## Is Your Research Software Correct?

Mike Croucher

EPSRC Research Software Engineering Fellow

www.walkingrandomly.com
@walkingrandomly
M.Croucher@Sheffield.ac.uk
Sheffield Research Software Engineering

## but wrong

Mike Konczal
“all I can hope is that future historians note that one of the core empirical points providing the intellectual foundation for the global move to austerity in the early 2010s was based on someone accidentally not updating a row formula in Excel”

## What were the real errors?

• They used Excel (subject to debate)
• They didn't share their code and data (Vital!)

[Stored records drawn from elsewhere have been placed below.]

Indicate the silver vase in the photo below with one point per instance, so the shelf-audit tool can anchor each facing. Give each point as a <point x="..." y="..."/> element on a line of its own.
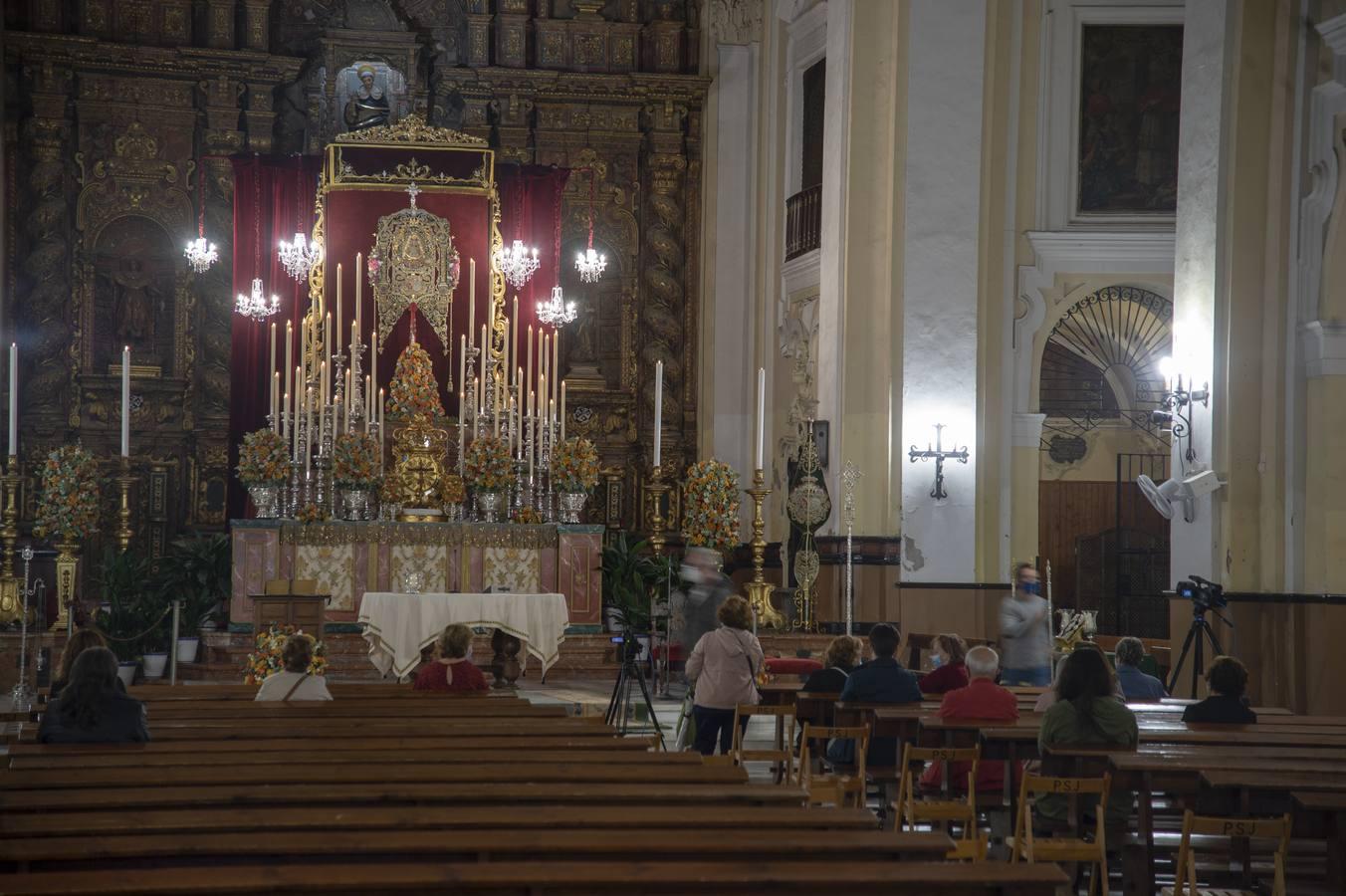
<point x="266" y="500"/>
<point x="489" y="506"/>
<point x="570" y="504"/>
<point x="356" y="504"/>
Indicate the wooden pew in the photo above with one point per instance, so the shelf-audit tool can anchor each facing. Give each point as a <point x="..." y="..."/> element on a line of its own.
<point x="758" y="879"/>
<point x="355" y="796"/>
<point x="69" y="853"/>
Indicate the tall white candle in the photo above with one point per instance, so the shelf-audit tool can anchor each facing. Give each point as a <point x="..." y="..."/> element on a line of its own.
<point x="658" y="412"/>
<point x="462" y="374"/>
<point x="471" y="301"/>
<point x="761" y="414"/>
<point x="125" y="401"/>
<point x="336" y="347"/>
<point x="290" y="340"/>
<point x="14" y="400"/>
<point x="513" y="336"/>
<point x="359" y="279"/>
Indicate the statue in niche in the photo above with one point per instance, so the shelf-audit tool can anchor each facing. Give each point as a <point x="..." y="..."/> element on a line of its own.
<point x="367" y="106"/>
<point x="133" y="303"/>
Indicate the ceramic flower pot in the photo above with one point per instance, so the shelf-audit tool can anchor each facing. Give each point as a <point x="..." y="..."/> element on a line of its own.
<point x="266" y="500"/>
<point x="570" y="505"/>
<point x="489" y="505"/>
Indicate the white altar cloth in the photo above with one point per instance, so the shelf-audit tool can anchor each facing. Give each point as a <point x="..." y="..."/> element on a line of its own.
<point x="397" y="627"/>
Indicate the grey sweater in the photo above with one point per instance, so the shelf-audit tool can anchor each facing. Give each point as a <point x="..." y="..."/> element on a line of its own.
<point x="1024" y="636"/>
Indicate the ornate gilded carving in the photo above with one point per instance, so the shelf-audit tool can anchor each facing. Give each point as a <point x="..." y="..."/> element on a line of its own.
<point x="417" y="265"/>
<point x="412" y="129"/>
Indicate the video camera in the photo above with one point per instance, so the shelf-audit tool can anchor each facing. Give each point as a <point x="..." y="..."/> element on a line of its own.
<point x="1203" y="593"/>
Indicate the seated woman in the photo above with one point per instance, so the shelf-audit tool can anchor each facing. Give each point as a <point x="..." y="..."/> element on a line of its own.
<point x="838" y="662"/>
<point x="92" y="709"/>
<point x="1136" y="685"/>
<point x="951" y="670"/>
<point x="1227" y="680"/>
<point x="81" y="640"/>
<point x="1086" y="713"/>
<point x="295" y="682"/>
<point x="451" y="669"/>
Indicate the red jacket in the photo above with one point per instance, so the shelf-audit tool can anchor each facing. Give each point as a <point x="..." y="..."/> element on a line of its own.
<point x="945" y="678"/>
<point x="450" y="677"/>
<point x="980" y="700"/>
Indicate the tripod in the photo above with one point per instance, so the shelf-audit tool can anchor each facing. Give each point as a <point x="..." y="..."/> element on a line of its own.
<point x="619" y="707"/>
<point x="1198" y="632"/>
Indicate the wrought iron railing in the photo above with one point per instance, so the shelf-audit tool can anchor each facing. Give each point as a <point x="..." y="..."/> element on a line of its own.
<point x="802" y="222"/>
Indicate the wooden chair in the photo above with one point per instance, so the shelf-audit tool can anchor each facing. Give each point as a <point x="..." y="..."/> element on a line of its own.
<point x="784" y="751"/>
<point x="910" y="810"/>
<point x="1024" y="846"/>
<point x="1185" y="873"/>
<point x="834" y="787"/>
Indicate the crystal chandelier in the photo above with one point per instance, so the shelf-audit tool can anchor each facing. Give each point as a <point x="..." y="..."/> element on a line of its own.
<point x="256" y="305"/>
<point x="519" y="263"/>
<point x="588" y="263"/>
<point x="557" y="311"/>
<point x="201" y="253"/>
<point x="299" y="256"/>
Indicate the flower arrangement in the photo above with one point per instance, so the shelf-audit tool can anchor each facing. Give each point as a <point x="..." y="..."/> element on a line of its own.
<point x="711" y="506"/>
<point x="574" y="466"/>
<point x="267" y="659"/>
<point x="68" y="506"/>
<point x="451" y="490"/>
<point x="311" y="513"/>
<point x="355" y="460"/>
<point x="263" y="459"/>
<point x="415" y="391"/>
<point x="525" y="516"/>
<point x="488" y="466"/>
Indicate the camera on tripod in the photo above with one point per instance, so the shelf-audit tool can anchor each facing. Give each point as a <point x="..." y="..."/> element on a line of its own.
<point x="1203" y="593"/>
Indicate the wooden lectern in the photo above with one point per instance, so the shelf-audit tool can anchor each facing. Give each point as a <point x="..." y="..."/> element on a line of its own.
<point x="291" y="601"/>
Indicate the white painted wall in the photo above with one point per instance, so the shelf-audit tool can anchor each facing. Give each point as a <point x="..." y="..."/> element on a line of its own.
<point x="940" y="280"/>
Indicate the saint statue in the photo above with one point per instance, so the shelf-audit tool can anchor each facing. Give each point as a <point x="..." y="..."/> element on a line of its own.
<point x="367" y="107"/>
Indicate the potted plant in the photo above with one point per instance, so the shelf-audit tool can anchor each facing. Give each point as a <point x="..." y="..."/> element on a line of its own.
<point x="197" y="573"/>
<point x="631" y="574"/>
<point x="573" y="474"/>
<point x="120" y="581"/>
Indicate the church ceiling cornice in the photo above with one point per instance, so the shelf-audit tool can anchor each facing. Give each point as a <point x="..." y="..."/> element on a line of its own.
<point x="175" y="62"/>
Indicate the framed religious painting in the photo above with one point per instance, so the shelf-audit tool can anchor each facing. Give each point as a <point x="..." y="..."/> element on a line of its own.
<point x="1125" y="149"/>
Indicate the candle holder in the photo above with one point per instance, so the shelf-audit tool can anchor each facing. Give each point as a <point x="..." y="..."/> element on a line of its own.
<point x="760" y="589"/>
<point x="10" y="608"/>
<point x="657" y="489"/>
<point x="124" y="482"/>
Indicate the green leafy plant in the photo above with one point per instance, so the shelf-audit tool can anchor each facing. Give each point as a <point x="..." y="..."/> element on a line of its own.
<point x="197" y="572"/>
<point x="121" y="580"/>
<point x="631" y="573"/>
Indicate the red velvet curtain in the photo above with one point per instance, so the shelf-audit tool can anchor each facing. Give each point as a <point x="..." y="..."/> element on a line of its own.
<point x="274" y="198"/>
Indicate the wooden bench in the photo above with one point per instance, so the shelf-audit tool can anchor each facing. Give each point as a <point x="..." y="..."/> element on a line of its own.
<point x="758" y="879"/>
<point x="69" y="853"/>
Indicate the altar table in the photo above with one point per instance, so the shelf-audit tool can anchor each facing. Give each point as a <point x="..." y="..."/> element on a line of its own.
<point x="348" y="560"/>
<point x="397" y="627"/>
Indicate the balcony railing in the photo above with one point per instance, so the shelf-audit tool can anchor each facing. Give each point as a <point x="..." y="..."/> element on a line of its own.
<point x="802" y="222"/>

This 2003 trial, done in Kenya, found that deworming whole schools improved children’s health, school performance, and school attendance.

In 2013, the data was reanalysed independently using new computer programs

Many mistakes found.

# Croucher's law

## You are no different!

### What you did

Open package foo. Click, Click, drag, Click, Click, Click, Right-Click, Save, 'results.csv'.

Load into Excel. Click, drag, generate graph, right click, save, 'pretty-graph.png'

### What you said

I analysed my data in foo using the bar analysis. Here's a graph of the results.

# Automate

aka 'learn to program'

The Ideal

Results = TheAnalysis(MyData)

Reality

## Problem

### I am an idiot and will make mistakes

(Partial) Solutions

• Automate (aka learn to program)

Write code in a (very) high-level language

• Python
• MATLAB
• R
• Mathematica
• Julia

## Why high level languages?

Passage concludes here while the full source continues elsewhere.